Ich hatte einfach mal im Internet "die sechste Stunde" eingetippt und da kamen direkt verschiedene biblische Seiten. Die waren hilfreich und sagen , daß Johannes der römischen Zeitrechnung gefolgt ist und diese Zeitrechnung beginnt, wie die unsere, um Mitternacht.

https://www.bibelstudium.de/articles/11 ... elium.html

Die jüdische Zeitrechnung berechnet den Tag vom Aufgang der Sonne bis zu ihrem Niedergang, sodaß die 3 Stunde , zu der laut Markus Evangelium stattgefunden hat in etwa der 9 Stunde nach römischer Zeitrechnung entspricht. Dann stimmt alles wieder.

Zur 6 Stunde , nach römischer Zeitrechnung war laut Joh 19,14 die Verurteilung noch im vollen Gange. Es kam auch noch die Verspottung durch die Soldaten, welche dem Herrn ein Gewand angelegt hatten und ein Rohr in die Hand gegeben. Eine schreckliche Zeit, die aber dennoch einen genauen Zeitplan einhält.

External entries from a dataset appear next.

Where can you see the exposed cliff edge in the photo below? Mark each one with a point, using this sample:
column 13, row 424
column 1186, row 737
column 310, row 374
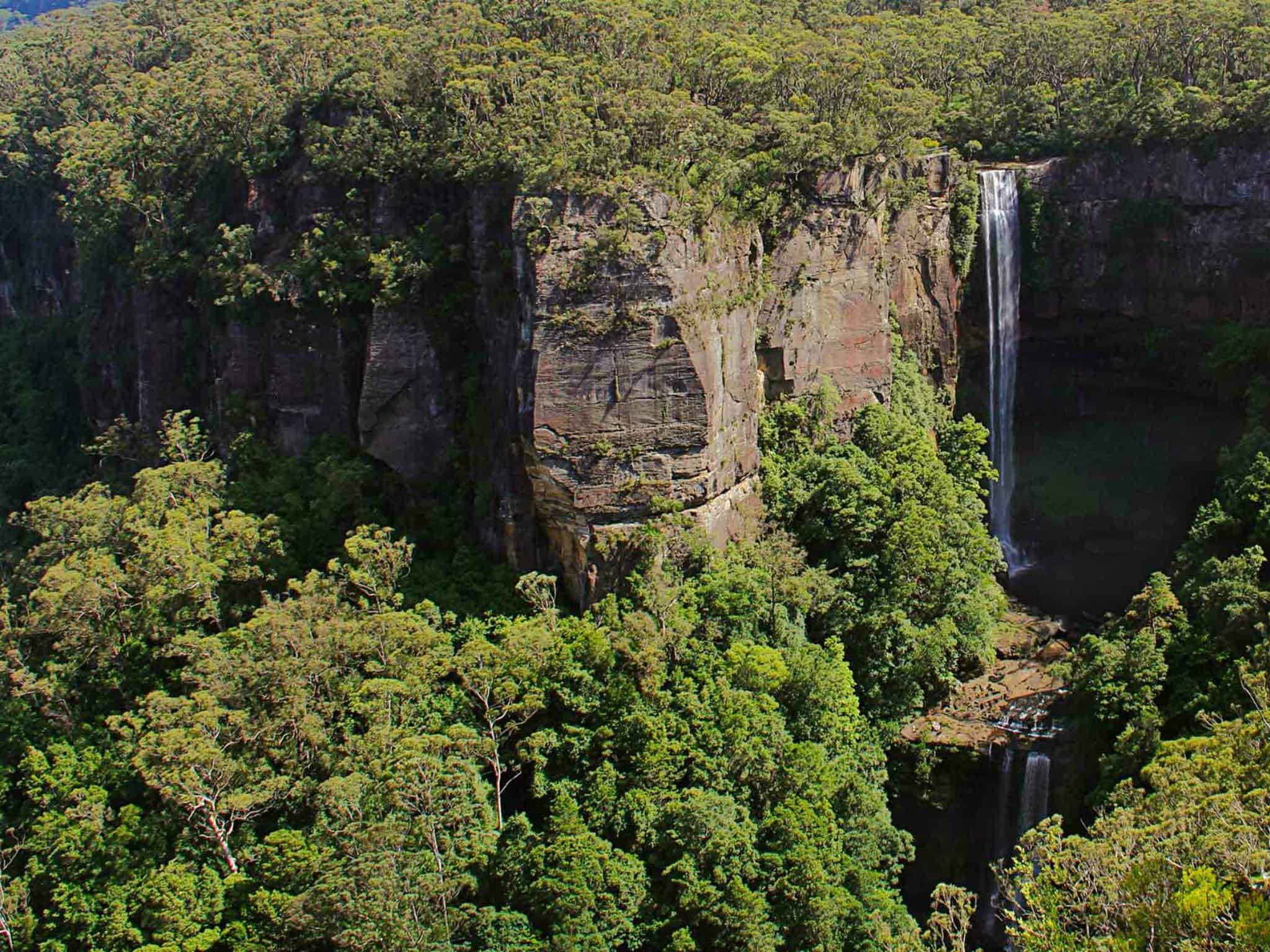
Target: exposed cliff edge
column 615, row 362
column 1139, row 267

Die Verurteilung wird nach römischer Zeit gerechnet, die Kreuzigung nach jüdischer Zeit. Hier geht es ja auch um das Heilsgeschehen. Das scheint mir einleuchtend.

Mir fiel übrigens auch noch auf, daß der Herr Jesus mit seinen Jüngern das Passah- bzw. Abendmahl am Tag vor der Verurteilung und Kreuzigung gehalten hat. Dafür gibt es sicherlich auch eine Erklärung ? Für die anderen Juden stand doch das Passahfest erst bevor. In Joh 19 steht , daß es sich bei dem Tag der Verurteilung um den Rüsttag zum Passah fest gehandelt hat. Vielleicht gab es ja auch, zwei Termine ?

Dann kam der Gang in den Garten Gethsemane und die Verhaftung, Verhandlung und Kreuzigung alles hintereinander weg.